Our latest interior design project, Dartmoor Home, features in the latest issue of House & Garden.
This Arts and Crafts building has a strong and distinctive character and required a dramatic transformation on a huge scale. The site already had its own hydroelectricity and with no architectural work required our studio worked purely decoratively which was refreshing for us.
“With its stone mullioned windows and roof peaked with gables, there is something of the fantastical about this Dartmoor house. And now the fairy-tale facade is echoed by its interiors, brilliantly conjured into life by architectural salvage experts Maria Speake and Adam Hills of Retrouvius.”

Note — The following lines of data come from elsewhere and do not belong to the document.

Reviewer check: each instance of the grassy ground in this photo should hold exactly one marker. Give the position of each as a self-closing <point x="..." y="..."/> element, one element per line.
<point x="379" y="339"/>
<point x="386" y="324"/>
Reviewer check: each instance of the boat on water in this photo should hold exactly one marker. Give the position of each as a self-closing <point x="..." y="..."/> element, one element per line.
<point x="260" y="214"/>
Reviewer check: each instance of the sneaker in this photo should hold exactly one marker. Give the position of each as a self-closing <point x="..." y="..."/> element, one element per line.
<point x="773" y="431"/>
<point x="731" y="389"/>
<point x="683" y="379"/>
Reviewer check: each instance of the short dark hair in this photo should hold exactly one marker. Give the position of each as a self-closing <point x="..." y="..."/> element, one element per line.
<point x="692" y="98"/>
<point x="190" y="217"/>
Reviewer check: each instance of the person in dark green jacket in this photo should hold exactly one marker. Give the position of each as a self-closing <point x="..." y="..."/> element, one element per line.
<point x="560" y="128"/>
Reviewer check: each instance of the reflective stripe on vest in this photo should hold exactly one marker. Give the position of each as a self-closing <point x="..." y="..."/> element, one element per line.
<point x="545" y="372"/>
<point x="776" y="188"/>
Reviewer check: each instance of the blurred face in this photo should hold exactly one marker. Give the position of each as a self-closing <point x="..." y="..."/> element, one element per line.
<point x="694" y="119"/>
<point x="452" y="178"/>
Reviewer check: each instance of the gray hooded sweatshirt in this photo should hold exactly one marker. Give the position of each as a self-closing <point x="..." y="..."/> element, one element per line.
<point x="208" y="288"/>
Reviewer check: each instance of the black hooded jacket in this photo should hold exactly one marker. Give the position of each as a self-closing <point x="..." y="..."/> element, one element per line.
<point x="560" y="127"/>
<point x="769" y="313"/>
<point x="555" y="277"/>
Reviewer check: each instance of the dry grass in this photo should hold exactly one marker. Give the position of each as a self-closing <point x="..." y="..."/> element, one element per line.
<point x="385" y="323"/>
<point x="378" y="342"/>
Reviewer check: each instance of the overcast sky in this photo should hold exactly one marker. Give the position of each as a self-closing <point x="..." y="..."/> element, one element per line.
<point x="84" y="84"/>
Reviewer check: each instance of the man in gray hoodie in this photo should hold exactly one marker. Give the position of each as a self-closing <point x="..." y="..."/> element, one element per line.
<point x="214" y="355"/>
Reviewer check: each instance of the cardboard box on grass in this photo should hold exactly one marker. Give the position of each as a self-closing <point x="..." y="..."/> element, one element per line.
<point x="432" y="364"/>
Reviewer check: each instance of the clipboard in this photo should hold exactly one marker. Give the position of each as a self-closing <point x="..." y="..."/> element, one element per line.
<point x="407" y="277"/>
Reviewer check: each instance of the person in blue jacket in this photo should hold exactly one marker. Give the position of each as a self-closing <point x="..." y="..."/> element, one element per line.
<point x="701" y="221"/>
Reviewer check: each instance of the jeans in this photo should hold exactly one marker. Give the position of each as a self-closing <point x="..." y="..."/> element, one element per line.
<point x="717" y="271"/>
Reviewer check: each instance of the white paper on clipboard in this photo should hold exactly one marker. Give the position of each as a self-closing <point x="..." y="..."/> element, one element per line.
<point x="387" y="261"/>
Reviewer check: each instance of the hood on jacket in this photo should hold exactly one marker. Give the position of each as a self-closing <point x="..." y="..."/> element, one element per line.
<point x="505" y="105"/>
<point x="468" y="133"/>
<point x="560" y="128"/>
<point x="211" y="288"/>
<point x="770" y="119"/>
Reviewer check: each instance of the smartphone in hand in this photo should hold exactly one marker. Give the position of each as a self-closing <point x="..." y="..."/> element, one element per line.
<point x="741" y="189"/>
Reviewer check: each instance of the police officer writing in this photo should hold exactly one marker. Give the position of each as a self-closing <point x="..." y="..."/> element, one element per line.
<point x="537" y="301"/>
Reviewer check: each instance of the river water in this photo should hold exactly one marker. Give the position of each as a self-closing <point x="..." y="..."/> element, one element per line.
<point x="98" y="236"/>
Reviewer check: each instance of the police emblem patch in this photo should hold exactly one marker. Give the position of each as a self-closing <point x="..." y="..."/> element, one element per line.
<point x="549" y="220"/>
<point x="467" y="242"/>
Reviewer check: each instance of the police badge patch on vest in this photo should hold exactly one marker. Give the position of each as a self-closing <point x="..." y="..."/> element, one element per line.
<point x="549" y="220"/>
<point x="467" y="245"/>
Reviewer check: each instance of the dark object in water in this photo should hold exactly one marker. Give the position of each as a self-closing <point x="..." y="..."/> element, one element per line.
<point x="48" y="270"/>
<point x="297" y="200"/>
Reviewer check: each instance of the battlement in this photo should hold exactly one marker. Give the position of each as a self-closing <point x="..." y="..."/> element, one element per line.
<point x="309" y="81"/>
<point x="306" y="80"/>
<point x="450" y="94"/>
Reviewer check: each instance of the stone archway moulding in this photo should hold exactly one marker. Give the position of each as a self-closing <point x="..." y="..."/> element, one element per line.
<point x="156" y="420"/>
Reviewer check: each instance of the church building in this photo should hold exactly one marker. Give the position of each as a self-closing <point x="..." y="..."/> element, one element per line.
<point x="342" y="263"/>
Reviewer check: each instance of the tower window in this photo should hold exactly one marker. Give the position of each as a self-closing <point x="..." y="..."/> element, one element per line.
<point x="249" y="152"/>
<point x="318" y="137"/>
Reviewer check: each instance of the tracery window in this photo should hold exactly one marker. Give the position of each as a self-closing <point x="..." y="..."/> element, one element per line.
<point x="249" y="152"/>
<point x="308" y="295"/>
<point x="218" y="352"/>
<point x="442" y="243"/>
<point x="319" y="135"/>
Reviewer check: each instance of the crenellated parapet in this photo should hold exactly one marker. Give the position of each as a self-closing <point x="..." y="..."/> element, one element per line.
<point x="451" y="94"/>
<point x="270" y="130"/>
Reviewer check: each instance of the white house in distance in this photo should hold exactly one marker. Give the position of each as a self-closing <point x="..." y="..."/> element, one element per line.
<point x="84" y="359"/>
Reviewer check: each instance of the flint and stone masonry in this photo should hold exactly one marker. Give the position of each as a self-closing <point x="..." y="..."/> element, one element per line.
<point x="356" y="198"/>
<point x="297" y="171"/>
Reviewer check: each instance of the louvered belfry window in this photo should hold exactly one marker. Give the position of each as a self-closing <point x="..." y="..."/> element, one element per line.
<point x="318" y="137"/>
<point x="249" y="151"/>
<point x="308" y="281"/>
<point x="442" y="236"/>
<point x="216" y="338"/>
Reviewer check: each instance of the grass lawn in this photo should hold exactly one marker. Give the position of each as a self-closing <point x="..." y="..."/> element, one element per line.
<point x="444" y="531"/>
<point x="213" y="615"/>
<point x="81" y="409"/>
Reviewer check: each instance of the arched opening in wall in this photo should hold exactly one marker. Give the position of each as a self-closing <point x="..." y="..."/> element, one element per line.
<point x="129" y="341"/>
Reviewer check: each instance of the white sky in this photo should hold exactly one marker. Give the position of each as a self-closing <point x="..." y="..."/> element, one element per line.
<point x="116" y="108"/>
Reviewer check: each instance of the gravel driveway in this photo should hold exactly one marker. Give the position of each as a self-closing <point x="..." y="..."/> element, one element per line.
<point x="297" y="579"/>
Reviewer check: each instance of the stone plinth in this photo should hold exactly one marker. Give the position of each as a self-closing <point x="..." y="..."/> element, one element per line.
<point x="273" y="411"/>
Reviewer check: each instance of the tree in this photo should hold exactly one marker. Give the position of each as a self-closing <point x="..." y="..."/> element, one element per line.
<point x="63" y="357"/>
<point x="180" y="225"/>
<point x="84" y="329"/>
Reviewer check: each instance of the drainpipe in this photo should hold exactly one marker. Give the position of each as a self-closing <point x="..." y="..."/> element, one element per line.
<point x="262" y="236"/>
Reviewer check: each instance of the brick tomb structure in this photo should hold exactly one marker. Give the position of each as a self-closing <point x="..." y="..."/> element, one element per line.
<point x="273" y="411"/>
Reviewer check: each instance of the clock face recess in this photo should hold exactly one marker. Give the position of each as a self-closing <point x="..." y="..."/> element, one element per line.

With thanks to Hatta Byng and all at House & Garden, location editor: Liz Elliot, photographer: Martin Morrell, writer Ros Byam Shaw.
Read the full article on the House & Garden website.
In the main living spaces lime wash softens granite walls and heavy stone slabs on the window sills are traded for a waney, wobbly sea oak. The project’s first phase transformation just before the pandemic lockdown allowed us to work with what we already had. Furniture from the Retrouvius warehouse and further afield were sourced to bring tactility. C17th Portuguese, North Italian and Spanish pieces bring a timbered richness alongside African finds.
Textiles became our language of expression. Not purely practical, for keeping out the light or warming a space, they are rich and intricate artworks in themselves. The many bedrooms are furnished to offer safe havens for retreating into and use a broad range of textiles from our collection; Antique Suzani, a Chinese indigo tent fabric, African Kuba and mud cloths, Anatolian flatweaves and vintage Hungarian bed sheets, (naturally dyed using walnuts).